The Game Bird restaurant review - London, UK
You know you’re in for a good meal when the waiter provides a bib in the likelihood that your foie gras, truffle and oozing garlic butter-stuffed chicken Kiev could become a messy business. Of course, the bib in question was a chic, black leather apron that is perfectly in keeping with the restaurant’s new look – part of a wider concept overhaul that was overseen by chef James Durrant.
Now called The Game Bird, the restaurant – which is located inside London’s discreet Stafford Hotel – is a thoroughly British affair with a menu that nods to the chef’s Cheshire roots and uses produce from around the country. Expect homey classics from the belly-filling steak and ale steamed suite pudding to the signature roast pigeon dish and even a smoked fish trolley with offerings such as the Chalk Stream trout gravadlax or the Lincolnshire smoked eel, sliced table-side for added theatre.

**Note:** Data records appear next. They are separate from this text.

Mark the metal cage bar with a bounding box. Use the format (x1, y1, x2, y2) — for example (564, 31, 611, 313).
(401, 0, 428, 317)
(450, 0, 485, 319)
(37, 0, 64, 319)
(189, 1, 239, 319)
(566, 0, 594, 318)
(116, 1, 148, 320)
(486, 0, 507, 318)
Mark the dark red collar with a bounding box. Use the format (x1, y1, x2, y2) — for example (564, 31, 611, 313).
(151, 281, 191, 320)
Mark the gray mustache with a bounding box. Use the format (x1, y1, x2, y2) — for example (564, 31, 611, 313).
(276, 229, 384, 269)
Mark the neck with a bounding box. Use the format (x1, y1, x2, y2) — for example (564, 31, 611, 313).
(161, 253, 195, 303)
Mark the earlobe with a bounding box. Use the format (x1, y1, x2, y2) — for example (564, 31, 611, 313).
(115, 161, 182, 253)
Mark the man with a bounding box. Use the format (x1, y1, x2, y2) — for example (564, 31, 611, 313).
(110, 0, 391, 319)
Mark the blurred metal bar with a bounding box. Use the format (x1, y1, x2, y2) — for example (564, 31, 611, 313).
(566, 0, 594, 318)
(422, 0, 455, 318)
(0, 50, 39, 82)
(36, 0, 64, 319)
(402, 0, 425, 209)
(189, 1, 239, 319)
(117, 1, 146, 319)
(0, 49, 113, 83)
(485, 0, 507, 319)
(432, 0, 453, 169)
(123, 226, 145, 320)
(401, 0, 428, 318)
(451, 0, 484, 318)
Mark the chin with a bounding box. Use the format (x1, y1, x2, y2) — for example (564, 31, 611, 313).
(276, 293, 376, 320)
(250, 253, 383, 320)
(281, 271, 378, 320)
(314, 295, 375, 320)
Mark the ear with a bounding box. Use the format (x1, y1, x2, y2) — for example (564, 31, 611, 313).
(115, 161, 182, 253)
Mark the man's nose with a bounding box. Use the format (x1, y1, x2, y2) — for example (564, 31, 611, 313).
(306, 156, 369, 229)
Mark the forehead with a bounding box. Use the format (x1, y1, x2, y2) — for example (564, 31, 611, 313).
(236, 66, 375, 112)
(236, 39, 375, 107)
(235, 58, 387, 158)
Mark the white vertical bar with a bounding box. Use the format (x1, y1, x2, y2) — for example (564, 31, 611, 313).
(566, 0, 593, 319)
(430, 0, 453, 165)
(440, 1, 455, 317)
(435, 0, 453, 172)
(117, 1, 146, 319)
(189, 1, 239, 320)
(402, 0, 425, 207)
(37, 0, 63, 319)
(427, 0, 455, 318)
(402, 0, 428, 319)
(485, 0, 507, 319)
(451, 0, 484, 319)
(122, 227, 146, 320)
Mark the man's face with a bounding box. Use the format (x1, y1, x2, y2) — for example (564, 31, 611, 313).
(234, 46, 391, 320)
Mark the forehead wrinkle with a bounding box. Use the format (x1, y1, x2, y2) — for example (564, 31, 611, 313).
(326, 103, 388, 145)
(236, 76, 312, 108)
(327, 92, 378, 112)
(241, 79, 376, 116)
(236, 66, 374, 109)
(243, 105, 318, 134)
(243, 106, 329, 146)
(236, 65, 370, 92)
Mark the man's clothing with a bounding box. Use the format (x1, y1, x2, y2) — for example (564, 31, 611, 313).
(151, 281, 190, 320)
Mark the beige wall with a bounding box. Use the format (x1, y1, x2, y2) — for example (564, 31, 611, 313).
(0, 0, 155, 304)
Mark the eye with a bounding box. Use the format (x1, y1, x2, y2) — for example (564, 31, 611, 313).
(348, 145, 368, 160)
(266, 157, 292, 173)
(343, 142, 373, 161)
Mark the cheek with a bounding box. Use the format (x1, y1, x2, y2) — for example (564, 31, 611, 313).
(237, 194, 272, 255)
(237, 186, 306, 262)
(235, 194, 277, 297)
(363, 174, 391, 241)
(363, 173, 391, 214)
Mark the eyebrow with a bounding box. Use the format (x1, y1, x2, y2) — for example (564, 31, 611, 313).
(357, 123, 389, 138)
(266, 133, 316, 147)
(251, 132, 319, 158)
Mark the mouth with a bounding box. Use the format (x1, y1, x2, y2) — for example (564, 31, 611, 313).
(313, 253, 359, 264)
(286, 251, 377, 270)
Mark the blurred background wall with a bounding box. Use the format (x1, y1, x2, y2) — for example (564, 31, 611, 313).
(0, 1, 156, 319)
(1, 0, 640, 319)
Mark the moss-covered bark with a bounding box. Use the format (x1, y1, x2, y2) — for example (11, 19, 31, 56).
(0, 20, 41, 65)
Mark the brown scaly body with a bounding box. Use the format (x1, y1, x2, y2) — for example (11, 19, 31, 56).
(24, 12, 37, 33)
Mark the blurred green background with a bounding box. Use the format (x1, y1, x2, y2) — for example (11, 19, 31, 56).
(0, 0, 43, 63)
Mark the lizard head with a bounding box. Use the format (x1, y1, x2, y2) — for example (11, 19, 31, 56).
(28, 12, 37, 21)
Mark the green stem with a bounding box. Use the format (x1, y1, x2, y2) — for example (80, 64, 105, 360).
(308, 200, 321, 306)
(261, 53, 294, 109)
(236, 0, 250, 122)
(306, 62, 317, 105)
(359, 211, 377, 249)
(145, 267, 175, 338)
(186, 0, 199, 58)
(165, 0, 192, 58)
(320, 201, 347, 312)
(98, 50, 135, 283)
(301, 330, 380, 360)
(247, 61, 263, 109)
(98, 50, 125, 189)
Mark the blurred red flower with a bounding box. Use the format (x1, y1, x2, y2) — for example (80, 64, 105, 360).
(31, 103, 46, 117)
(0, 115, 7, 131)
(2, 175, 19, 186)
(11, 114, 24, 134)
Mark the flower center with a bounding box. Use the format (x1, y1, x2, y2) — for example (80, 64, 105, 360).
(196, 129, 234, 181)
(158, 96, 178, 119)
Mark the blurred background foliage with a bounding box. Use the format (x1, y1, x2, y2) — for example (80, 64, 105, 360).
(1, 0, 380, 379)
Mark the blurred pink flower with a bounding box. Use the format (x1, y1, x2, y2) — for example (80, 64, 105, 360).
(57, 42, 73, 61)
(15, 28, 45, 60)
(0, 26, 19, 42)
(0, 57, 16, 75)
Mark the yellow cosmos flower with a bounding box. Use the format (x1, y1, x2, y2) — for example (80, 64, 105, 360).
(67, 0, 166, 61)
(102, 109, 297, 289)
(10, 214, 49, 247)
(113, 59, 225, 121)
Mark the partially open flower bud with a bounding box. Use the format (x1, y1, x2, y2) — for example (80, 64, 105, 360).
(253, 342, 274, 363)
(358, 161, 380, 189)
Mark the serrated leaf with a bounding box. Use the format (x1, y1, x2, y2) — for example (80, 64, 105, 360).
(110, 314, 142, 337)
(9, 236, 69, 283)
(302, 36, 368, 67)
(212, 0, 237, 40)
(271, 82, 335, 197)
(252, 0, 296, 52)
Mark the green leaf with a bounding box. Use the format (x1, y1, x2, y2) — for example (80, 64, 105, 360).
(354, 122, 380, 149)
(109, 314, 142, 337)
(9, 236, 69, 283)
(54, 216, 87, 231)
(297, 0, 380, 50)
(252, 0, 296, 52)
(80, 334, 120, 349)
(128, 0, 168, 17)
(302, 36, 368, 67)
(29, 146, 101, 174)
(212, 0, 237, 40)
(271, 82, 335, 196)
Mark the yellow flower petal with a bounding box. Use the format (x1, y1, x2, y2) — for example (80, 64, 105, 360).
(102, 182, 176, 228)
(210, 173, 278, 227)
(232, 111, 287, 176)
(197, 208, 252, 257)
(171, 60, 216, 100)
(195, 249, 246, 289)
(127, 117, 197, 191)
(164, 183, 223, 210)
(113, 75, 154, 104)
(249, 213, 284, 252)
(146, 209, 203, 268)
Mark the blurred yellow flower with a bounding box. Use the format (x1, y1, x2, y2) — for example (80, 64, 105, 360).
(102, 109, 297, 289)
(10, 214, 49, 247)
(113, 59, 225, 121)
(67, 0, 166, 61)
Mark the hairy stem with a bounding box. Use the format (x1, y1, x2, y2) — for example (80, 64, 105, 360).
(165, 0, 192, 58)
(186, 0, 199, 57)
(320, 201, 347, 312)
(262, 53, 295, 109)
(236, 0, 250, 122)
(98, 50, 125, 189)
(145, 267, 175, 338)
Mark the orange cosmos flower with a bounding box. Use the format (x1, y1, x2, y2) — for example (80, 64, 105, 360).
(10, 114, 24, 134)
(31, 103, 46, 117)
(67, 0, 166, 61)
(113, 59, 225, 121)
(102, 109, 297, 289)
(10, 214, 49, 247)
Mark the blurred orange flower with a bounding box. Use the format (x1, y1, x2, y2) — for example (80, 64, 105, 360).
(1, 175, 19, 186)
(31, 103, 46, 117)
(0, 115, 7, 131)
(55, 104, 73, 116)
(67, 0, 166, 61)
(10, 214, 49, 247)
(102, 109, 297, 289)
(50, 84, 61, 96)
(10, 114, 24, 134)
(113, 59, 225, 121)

This is all reinforced by the restaurant’s spruce-up, courtesy of local studio, Rosendale Design, who highlighted the original 17th century bones of the building with handsome wood panelling, leathers and rich velvets in muted, stately tones, pepped up by chairs upholstered with a floral motif and a display cabinet showcasing the day’s produce.
The other factor indicative of a good meal is a wait-staff that has stood the test of time. Make sure you ask for Riccardo or Sylvain, both decade-long veterans at the hotel who, if you ask nicely, will also show you around the restaurant’s 300-year-old wine cellar and museum that is peppered with war memorabilia from when the hotel served as a club for American and Canadian officers.